Na quinta-feira passada, seguindo a decisão do ministro Gilmar Mendes, o Tribunal Superior do Trabalho (TST) suspendeu todos os processos trabalhistas que discutem a validade das negociações coletivas até que o STF se pronuncie sobre a questão. A suspensão afeta uma grande quantidade de ações da Justiça do Trabalho. Há estimativas de que até 60% dos processos trabalhistas referem-se a essa matéria.

Se o alcance da suspensão recomenda que o STF seja diligente no julgamento do caso, ele também aconselha especial cuidado na apreciação do caso. Nesse processo, a Justiça tem a oportunidade de estabelecer uma jurisprudência mais equilibrada e, principalmente, em conformidade com a reforma trabalhista aprovada em 2017 pelo Congresso, a Lei 13.467/2017.

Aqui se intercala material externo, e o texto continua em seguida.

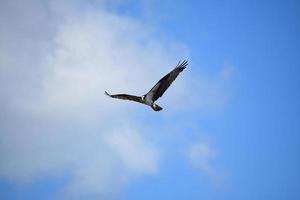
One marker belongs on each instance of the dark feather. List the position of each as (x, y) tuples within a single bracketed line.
[(125, 97), (163, 84)]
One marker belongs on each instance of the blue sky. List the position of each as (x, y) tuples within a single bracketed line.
[(230, 125)]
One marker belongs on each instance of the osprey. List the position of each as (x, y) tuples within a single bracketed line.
[(157, 91)]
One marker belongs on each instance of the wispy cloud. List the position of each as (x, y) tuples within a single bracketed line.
[(57, 58), (203, 157)]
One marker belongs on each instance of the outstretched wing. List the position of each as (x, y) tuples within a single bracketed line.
[(125, 97), (163, 84)]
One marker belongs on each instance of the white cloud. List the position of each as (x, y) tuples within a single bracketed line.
[(57, 58)]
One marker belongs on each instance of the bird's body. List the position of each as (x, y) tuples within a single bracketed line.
[(157, 91)]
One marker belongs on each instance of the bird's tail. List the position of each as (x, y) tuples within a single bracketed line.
[(106, 93), (156, 107)]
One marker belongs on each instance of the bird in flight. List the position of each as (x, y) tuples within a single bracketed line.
[(157, 91)]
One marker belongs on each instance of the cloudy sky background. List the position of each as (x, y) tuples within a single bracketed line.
[(230, 124)]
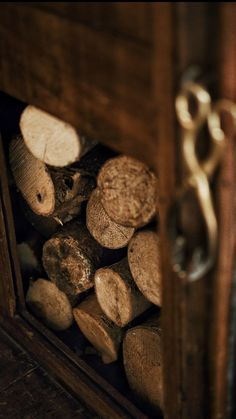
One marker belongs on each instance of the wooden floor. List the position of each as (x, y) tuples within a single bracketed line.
[(27, 392)]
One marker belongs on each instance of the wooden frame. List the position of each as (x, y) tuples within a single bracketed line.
[(127, 101)]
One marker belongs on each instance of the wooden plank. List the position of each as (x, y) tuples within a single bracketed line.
[(223, 310), (36, 396), (73, 376), (128, 20), (186, 320), (99, 82), (14, 362)]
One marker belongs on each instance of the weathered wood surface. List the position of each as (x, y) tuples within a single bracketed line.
[(107, 232), (103, 334), (117, 293), (27, 391)]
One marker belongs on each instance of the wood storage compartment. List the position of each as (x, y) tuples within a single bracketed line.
[(87, 239)]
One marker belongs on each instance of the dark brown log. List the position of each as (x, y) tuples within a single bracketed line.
[(49, 304), (51, 140), (129, 191), (142, 351), (144, 263), (48, 192), (104, 335), (70, 259), (107, 232), (30, 255), (117, 294)]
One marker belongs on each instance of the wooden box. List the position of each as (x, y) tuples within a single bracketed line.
[(113, 70)]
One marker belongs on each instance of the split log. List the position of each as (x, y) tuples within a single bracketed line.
[(49, 191), (51, 140), (118, 295), (129, 191), (143, 361), (71, 258), (108, 233), (105, 336), (144, 263), (49, 304)]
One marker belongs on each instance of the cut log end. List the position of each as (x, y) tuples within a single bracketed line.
[(70, 259), (100, 332), (118, 295), (129, 191), (51, 140), (32, 178), (144, 263), (108, 233), (143, 361), (50, 304)]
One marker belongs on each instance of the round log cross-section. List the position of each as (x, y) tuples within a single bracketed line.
[(129, 191)]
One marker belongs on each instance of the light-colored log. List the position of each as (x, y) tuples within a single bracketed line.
[(144, 263), (129, 191), (71, 258), (51, 140), (57, 192), (108, 233), (104, 335), (118, 295), (49, 304), (142, 352)]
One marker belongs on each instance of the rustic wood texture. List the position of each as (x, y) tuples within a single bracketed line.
[(93, 78), (107, 232), (128, 191), (71, 258), (49, 304), (51, 140), (27, 391), (117, 294), (144, 263), (142, 351), (104, 335), (223, 280)]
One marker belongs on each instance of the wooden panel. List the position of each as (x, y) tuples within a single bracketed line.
[(98, 81), (77, 378), (14, 362), (122, 19), (224, 310)]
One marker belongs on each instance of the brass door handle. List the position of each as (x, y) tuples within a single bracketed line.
[(198, 176)]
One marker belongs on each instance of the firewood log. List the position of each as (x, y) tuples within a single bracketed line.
[(144, 263), (108, 233), (129, 191), (118, 295), (143, 361), (104, 335), (49, 191), (51, 140), (49, 304), (71, 258), (30, 254)]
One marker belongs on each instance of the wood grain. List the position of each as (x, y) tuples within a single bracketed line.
[(97, 81)]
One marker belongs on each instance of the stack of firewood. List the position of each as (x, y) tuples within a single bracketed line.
[(101, 253)]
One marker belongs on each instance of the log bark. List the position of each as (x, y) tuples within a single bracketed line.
[(129, 191), (48, 191), (51, 140), (71, 258), (118, 295), (104, 335), (142, 354), (49, 304), (30, 255), (108, 233), (144, 263)]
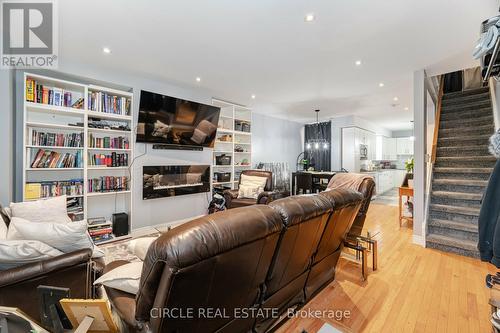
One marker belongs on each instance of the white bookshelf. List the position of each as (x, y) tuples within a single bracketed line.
[(240, 140), (57, 119)]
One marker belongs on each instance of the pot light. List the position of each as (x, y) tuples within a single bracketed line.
[(309, 18)]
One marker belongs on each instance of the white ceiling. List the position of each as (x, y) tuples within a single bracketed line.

A rigor, a questão não é se um acordo entre particulares pode prevalecer sobre a lei. Trata-se de um princípio básico do Estado: a disposição entre particulares não pode prevalecer sobre uma lei vigente e constitucionalmente válida. A questão a ser avaliada pelo STF é o status que a própria lei concede à negociação coletiva.

Alterada pela Lei 13.467/2017, a Consolidação das Leis do Trabalho (CLT) estabelece que “a convenção coletiva e o acordo coletivo de trabalho têm prevalência sobre a lei quando, entre outros, dispuserem sobre (i) pacto quanto à jornada de trabalho, observados os limites constitucionais; (ii) banco de horas anual; (iii) intervalo intrajornada, respeitado o limite mínimo de trinta minutos para jornadas superiores a seis horas”. Esses são os três primeiros temas. Ao todo, são 15 pontos a respeito dos quais a própria lei define que o acordo coletivo pode dispor de forma diferente ao determinado pela legislação infraconstitucional.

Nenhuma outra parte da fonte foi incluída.